Derivation

Hogge is a Scottish surname originally derived from hoga, an Old English term meaning prudent or careful.

During the 19th century many immigrants from Scotland settled along the east coast of what would become the United States and Canada. Many Hogge settlers came during this time but there were others who came much earlier during the 17th century. The majority of Hogge's were farmers. Settlers who remained faithful to the crown and called themselves United Empire Loyalists while others participated in the American War of Independence.
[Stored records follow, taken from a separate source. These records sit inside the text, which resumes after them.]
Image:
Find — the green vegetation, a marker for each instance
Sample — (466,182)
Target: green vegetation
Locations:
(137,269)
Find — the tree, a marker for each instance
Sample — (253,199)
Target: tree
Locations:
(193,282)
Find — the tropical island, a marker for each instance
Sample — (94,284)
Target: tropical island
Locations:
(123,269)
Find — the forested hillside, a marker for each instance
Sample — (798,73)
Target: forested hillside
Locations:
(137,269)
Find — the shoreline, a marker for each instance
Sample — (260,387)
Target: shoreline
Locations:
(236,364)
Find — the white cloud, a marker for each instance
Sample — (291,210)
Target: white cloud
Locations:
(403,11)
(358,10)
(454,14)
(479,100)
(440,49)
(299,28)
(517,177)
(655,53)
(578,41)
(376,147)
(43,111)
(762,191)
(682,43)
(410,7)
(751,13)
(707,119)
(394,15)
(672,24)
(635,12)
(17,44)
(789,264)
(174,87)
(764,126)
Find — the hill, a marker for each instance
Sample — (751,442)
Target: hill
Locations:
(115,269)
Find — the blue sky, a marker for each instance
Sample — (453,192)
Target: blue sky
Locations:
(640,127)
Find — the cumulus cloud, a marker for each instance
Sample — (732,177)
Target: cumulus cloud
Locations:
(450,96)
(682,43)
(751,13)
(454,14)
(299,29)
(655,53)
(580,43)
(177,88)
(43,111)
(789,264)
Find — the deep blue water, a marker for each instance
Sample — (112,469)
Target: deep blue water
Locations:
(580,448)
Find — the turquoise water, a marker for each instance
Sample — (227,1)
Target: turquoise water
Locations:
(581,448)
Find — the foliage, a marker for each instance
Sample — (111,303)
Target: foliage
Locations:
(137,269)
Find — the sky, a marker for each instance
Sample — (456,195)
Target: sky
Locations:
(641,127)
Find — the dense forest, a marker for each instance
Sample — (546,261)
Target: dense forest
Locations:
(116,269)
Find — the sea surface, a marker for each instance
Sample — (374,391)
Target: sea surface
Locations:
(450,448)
That spirit lives on today and is evident in the highland games that dot North America.

Passenger and immigration lists indicate that members of the Hogge family came to North America quite early: Daniel Hogg settled in Boston in 1651; along with John and Neile, Bernard, Charles, James, John, Peter, Richard and William Hogue all arrived in Philadelphia between 1840 and 1860.

In the early 20th century the Hogge family located in New Kent, Virginia married into and became a part of the Chickahominy Indians Eastern Division and currently holds 2 seats on the Tribal Council.

Variations

With spelling practices being non-standardized in the Middle Ages, scribes could only rely on the sounds of words for spelling. Spelling variations in names, even within a single document, were a common result. Over the years Hogge has appeared Hogge, Hoge, Hoag, Hogue, Hodge, Hogg, Hoig, and others.